荒大谬 · 言情小说 · 340 KB · 2024-11-18 19:33:07

第85章 承诺有承诺的意义

  之后顾西穗才知道,那年四月也是姚梦玲最丧的时候。她把她跟姚梦玲的对话讲给了权西森,权西森才说:“梦玲要裁员了。”

  顾西穗一怔。

  偌大的别墅里只剩下他们两个人,她刚洗完澡出来,还在擦着头发,听到“裁员”两个字,手上的动作就停了下来。

  她在床边坐下,权西森起身,自然而然地拿起毛巾,动作很轻地擦着她的头发。

  那是很温馨的一幕,她穿着他的T恤坐在床边,他则盘腿在她身后。一幢旧得恰到好处的房子,有风的夜晚,也没开空调,而是点了蚊香,开了窗,花园里传来植物的香气。

  权西森的房间就是普普通通的男人的房间,对于豪宅,顾西穗只有一个要求:只要没有金灿灿的欧式家具或沉甸甸的红木就都是好装修。这里比起他在广州那幢房子,是不够现代的,但多了些少年时代的居住风格:篮球、滑板、电竞椅、手办……

  这让顾西穗有种微妙地背着父母在早恋的感觉。

  只不过,他们聊的话题却是所有成年人都关心的话题:事业、经济、政策。

  “市场已经饱和了,梦玲的业绩在下降,政府又下达了招收应届生的指标,不裁员是不行的。”

  顾西穗一呆,回头问:“制造业也有这个指标?”

  她知道最近几年为了保就业率,所有略有规模的公司都收到过类似的任务。一个中高层的薪酬,可以给至少两至三个应届生腾出位置。

  “她有几个项目属于高新产业。”

  顾西穗甩了甩半干未干的头发,关了顶灯,上了床,说:“难怪姚总突然提起当年。”

  “梦玲有20%的员工都是跟着姚总从创业开始一路过来的,如果不是没办法,她永远也不会裁掉他们的。”权西森说:“不过……”

  他声音低微,却多了些沉稳,好像整个人都变了。

  顾西穗再次一呆,在他旁边躺下,又问:“那红泥呢?”

  结果他顿了一下,说:“真是从一个糟糕的话题转到一个更糟糕的话题。”

  顾西穗又笑,道:“可能这年头已经没有不糟糕的话题了。”

  她等着他开口,他却只是翻了个身,侧身望了她一会儿,接着吻她。

  顾西穗还在心里暗叫:空调啊空调!

  最终所有的情侣都将变成糊弄学大师,虽说许久不见,必然是有欲有念,但脑海里还是忍不住划过一串又一串的弹幕:白洗澡了嘤嘤嘤;几点了?明天还要早起呢;妈耶,这可是姚总家诶!他有没有带别的女生在这张床上睡过觉?啧……

  又换一串弹幕:今天几号了?啥时候发工资?明天中午吃啥?最近某餐厅是不是吃太多了,该换一家了……广州的餐营业真是不断在下降。啊对了,她刚才为什么没想到要去顺德吃一顿?

  诶诶诶诶诶?有进步嘛!

  顾西穗这才回过神来,那种充满夏日气息的,汗津津的、粘稠的、紧紧贴在一起的感觉,竟然也不错?

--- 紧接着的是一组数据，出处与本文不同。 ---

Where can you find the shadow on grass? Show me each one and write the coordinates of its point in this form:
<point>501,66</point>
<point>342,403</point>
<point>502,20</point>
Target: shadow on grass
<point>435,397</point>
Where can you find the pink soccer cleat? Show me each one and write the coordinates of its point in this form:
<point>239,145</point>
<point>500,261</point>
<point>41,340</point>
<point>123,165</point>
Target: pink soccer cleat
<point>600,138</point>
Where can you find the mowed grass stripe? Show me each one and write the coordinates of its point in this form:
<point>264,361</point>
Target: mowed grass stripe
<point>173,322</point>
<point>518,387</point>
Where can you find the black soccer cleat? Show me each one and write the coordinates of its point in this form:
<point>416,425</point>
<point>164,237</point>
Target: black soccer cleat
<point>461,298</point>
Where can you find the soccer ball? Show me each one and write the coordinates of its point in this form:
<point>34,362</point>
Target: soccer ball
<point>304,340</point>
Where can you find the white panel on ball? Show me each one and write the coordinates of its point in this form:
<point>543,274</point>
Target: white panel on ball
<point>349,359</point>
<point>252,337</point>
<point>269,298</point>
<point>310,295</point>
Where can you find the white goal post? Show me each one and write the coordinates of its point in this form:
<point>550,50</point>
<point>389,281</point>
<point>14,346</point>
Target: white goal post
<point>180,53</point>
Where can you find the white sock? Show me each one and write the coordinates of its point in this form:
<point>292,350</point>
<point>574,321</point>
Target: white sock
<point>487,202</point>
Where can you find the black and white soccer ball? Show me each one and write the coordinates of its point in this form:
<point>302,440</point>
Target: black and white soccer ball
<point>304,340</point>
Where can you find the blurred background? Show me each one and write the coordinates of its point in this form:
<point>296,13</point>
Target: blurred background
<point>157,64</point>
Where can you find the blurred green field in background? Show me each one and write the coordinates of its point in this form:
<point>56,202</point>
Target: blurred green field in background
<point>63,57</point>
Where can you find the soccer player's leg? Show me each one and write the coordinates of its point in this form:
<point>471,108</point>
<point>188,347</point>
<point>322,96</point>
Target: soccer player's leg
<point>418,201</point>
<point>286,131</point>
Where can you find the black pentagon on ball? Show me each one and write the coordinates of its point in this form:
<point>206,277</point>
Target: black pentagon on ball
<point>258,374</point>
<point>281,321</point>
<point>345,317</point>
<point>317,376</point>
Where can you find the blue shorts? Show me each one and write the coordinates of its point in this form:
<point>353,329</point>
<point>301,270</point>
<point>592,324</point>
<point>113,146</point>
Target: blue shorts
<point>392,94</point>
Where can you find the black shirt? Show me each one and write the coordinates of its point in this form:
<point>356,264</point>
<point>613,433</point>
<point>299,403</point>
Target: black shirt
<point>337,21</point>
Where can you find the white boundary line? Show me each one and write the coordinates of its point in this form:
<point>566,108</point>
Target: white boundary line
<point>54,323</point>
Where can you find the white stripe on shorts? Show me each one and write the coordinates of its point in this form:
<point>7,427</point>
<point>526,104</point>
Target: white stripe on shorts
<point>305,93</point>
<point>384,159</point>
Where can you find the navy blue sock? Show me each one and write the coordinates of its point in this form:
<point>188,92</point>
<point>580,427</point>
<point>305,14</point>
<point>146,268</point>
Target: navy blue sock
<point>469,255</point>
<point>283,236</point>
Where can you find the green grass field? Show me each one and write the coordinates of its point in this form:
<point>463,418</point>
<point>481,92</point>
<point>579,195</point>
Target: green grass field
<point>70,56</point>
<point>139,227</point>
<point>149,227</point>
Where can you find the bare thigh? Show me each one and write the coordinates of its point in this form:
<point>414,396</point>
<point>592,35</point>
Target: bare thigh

  她干脆翻了上去,看着他笑,他则抚着她的耳垂,顾西穗依恋地把脸放在他的手心,之后附身吻他……

  事后又要重新洗澡。

  还被蚊子咬了好几个包。

  这次从浴室出来就学乖了,老老实实关了窗,开了空调,盖好被子。两个人都躺在那里,他怀抱着她的腰,她则摊成了一个大字,一只腿搭在他身上,在湿润润的空气里,那种缠绵的感觉妙极了。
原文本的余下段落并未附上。